Over the past two decades, much had been learned about perioperative cardiac issues and the resultant short- and long-term complications. This chapter addresses their demographics, risk factors, and management. It is divided into sections of the most commonly encountered postoperative cardiac complications; postoperative myocardial infarction, congestive heart failure, atrial fibrillation, and ventricular arrhythmias.
POSTOPERATIVE MYOCARDIAL INFARCTION
Postoperative myocardial infarction (PMI) is a distinct clinical entity from nonpostoperative myocardial infarction (MI). Compared with patients presenting to emergency departments with MI, patients with PMI die nearly twice as often. The incidence of PMI is dependent upon patient risk factors and the type of surgery and the technique used. Reported rates of PMI and associated mortality have varied widely in the literature because of differences in patient selection, changes over time in surgical and anesthetic techniques, differences in screening strategies and definitions of PMI, and the ever-increasing sensitivity of biomarkers for myocardial necrosis. Nonetheless, PMI remains a common and devastatingly morbid postoperative complication.
There are three major conditions associated with the rise of cardiac biomarkers in the perioperative period. Two of these are defined by Third Universal Definition of Myocardial Infarction Consensus, published in 2012, which describes Type I PMI as infarction secondary to plaque rupture and intracoronary thrombus formation and Type II PMI as an infarction secondary to a mismatch between the supply of oxygen and the metabolic demands of the myocardium. The third cause of biomarker rise has generated several names, most recently described as nonischemic myocardial injury with necrosis.
Traditional MIs result from an acute coronary syndrome (ACS). More to the point, a vulnerable plaque experiences a spontaneous rupture, fissuring, erosion, or other event leading to intracoronary thrombus and downstream infarction. In the perioperative period, a number of contributing mechanisms exist including an increase in inflammation with an associated hypercoagulable state and an increase catecholamine secretion leading to increase shear stress on preexistent coronary plaques. The end result is intracoronary plaque rupture, which initiates the coagulation cascade, leading to thrombus and infarction. Electrocardiographically there may be ST segment elevations, Q waves, or less specific ST segment depressions or T-wave changes.
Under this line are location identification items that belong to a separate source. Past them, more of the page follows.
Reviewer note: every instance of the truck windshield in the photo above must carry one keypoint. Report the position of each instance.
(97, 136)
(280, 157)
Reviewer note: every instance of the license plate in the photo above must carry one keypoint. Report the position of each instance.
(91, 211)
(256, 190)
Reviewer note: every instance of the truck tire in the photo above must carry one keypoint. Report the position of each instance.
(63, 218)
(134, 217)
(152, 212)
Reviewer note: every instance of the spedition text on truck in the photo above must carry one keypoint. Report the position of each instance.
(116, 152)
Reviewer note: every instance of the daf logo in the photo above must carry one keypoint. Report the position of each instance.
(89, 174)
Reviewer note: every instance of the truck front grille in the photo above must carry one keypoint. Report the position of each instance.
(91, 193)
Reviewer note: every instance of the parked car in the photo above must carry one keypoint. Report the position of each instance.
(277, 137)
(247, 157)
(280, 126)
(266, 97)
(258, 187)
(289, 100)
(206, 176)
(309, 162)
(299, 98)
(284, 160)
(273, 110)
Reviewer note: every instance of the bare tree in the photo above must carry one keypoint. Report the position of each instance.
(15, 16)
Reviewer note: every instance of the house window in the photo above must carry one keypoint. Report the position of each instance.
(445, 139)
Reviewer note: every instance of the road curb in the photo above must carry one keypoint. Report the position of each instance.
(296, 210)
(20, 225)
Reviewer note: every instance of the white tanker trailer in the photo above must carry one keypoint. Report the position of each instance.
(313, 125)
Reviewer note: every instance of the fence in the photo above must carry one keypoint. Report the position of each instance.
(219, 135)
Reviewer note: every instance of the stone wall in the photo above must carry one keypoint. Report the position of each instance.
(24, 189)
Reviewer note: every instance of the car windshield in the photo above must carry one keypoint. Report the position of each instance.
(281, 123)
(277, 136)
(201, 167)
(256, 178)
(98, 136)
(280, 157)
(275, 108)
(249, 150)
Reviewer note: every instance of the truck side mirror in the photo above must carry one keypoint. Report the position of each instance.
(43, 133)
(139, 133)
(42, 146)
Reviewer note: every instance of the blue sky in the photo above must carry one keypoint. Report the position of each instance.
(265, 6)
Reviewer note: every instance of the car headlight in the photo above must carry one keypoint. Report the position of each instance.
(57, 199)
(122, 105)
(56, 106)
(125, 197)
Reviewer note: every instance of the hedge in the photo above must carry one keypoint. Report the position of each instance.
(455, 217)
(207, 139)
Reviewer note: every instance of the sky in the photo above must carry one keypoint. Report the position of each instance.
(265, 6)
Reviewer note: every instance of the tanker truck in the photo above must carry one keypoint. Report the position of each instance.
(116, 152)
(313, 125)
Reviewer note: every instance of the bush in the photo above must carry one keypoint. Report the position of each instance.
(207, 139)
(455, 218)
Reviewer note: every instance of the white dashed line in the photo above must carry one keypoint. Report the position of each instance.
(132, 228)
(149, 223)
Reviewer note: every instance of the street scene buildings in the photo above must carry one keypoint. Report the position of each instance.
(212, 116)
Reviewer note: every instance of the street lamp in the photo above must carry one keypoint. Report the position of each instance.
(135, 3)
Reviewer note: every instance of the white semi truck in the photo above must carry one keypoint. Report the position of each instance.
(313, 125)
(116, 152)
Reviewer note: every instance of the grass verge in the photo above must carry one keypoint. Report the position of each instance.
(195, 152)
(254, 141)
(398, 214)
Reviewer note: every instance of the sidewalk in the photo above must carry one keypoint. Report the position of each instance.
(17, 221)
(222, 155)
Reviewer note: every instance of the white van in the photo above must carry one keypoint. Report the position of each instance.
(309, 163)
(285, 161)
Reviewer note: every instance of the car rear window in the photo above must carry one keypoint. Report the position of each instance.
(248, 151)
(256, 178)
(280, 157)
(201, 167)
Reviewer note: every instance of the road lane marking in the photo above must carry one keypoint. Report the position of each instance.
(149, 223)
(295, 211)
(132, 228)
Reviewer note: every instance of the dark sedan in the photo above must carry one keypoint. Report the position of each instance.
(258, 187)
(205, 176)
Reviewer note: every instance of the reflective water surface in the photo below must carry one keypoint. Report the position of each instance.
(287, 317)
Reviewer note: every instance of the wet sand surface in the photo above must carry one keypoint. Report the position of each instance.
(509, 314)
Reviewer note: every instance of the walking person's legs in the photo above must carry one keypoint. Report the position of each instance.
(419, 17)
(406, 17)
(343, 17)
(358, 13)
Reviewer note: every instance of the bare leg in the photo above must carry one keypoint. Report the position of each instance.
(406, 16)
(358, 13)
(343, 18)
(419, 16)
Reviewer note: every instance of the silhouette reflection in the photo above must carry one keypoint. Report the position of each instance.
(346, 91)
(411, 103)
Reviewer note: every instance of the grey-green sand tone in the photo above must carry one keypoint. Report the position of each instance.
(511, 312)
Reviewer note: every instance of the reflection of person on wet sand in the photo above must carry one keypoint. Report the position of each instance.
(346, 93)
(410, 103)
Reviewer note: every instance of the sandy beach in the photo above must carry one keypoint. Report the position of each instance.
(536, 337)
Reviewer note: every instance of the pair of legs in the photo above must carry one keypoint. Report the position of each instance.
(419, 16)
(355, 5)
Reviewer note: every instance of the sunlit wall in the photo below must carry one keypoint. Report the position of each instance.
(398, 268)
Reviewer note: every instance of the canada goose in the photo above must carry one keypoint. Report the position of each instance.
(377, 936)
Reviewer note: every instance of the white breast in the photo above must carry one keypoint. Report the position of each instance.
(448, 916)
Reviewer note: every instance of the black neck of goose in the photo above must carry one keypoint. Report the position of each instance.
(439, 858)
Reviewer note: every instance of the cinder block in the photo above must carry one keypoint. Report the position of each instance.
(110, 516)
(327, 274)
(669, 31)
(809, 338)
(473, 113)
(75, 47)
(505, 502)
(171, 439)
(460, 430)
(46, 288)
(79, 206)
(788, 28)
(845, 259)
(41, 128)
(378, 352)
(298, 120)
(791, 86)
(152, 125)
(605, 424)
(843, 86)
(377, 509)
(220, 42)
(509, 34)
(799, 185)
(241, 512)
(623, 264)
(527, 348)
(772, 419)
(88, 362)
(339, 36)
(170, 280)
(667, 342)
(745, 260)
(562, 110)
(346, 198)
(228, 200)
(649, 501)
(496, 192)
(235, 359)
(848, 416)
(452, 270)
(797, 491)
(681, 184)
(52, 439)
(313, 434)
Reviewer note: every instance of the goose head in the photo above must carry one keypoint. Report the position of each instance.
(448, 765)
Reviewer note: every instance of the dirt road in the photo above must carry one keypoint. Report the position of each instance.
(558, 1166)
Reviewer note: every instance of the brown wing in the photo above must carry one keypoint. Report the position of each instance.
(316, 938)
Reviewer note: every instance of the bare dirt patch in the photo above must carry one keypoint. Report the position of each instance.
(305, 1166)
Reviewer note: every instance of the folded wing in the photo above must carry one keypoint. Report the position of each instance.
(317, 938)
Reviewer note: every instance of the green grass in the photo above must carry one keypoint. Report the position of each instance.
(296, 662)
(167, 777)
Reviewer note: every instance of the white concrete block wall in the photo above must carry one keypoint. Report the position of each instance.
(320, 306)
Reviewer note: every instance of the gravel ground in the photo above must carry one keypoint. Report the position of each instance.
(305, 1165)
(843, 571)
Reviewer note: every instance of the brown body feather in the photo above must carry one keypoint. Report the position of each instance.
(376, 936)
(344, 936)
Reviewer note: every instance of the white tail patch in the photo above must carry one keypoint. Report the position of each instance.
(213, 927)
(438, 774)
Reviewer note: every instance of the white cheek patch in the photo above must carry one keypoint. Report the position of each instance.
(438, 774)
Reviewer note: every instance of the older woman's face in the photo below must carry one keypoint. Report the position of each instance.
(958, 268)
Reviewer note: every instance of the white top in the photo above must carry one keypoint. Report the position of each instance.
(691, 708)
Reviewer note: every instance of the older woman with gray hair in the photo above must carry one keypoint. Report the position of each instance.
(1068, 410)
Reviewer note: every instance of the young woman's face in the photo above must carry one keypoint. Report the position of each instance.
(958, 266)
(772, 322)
Type 2 PMI is associated with myocardial oxygen supply and demand imbalances and occurs in operative and nonoperative settings. The main driver for type 2 PMI is tachycardia secondary to factors such as increased adrenergic tone, postoperative pain, systemic vasodilation, hypovolemia, anemia, and the withholding of chronic β-receptor blocking medications. Patients with fixed coronary disease and increased left ventricular mass possess increased risk for this mechanism of injury. Electrocardiographically this presents with ST-depression, nonspecific T-wave changes or even a normal electrocardiogram (ECG) much more commonly than ST-segment elevation.